Beads stores issues as structured records rather than free-form notes. Important concepts:
  • Issues: tasks, bugs, epics, messages, or other work items.
  • Dependencies: parent-child links, blockers, related items, duplicates, and superseded items.
  • Ready queue: bd ready lists work with no open blockers.
  • Claims: bd update <id> --claim lets an agent atomically take a task.
  • Compaction: old closed work can decay into summaries to reduce context cost.
  • JSON output: commands are designed for agents and scripts to parse.
This makes Beads closer to an agent memory layer than a normal human-only issue tracker.

Basic workflow

Install the CLI once, then initialize it inside a project:
brew install beads
cd your-project
bd init
Then tell agents how to use it:
echo "Use 'bd' for task tracking" >> AGENTS.md
Common commands:
CommandUse
bd readyList unblocked tasks.
bd create "Title" -p 0Create a high-priority task.
bd update <id> --claimClaim a task atomically.
bd dep add <child> <parent>Add a dependency or hierarchy link.
bd show <id>Inspect details and audit history.

Storage modes

Beads has two main storage modes:
  • Embedded mode: bd init uses an in-process Dolt database. This is the default and fits most personal or single-writer workflows.
  • Server mode: bd init --server connects to a dolt sql-server, which is better when multiple writers need concurrent access.
It also supports git-free usage with BEADS_DIR and bd init --stealth, useful for CI, evaluation runs, monorepos, non-git version control, or personal task tracking that should not modify the shared repository.

When to use it

Beads is worth considering when:
  • a coding task spans many turns or days
  • multiple agents or branches need to coordinate
  • task dependencies matter more than a flat checklist
  • you want machine-readable task state instead of prose plans
  • you need to preserve progress without stuffing everything into the prompt
For a short one-off change, plain Markdown is simpler. For long-horizon agent work, Beads gives the harness a more reliable external memory surface.
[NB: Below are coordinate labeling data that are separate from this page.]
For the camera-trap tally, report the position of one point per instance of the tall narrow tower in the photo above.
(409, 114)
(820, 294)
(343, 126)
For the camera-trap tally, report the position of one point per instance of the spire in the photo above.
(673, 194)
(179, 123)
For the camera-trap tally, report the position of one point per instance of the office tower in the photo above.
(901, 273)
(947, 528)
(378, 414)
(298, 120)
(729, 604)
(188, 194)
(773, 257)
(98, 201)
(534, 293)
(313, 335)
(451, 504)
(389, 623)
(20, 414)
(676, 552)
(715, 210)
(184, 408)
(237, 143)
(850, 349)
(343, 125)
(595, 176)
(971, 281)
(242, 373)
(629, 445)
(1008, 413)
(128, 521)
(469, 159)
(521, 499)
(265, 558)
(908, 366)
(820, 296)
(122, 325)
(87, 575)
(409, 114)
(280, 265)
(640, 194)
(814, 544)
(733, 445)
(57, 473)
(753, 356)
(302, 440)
How it fits with agent harness design

In an agent harness, Beads belongs in the memory and coordination layer:
  • it externalizes task state from the model context
  • it gives agents a queryable ready queue
  • it reduces merge conflicts through generated IDs and structured storage
  • it makes handoff easier because task status is not hidden in chat history
This complements tools like git worktree, browser harnesses, and repo-local AGENTS.md instructions. The pattern is the same: move durable state out of the model and into inspectable project infrastructure.

Things to check before adopting

  • Decide whether .beads/ should be committed, ignored, or used in stealth mode.
  • Prefer JSON output for agent automation.
  • For multi-agent workflows, test claiming and dependency updates before relying on them.
  • Verify install binaries or checksums before trusting downloaded tools.
  • Keep task titles and dependencies small enough for agents to scan quickly.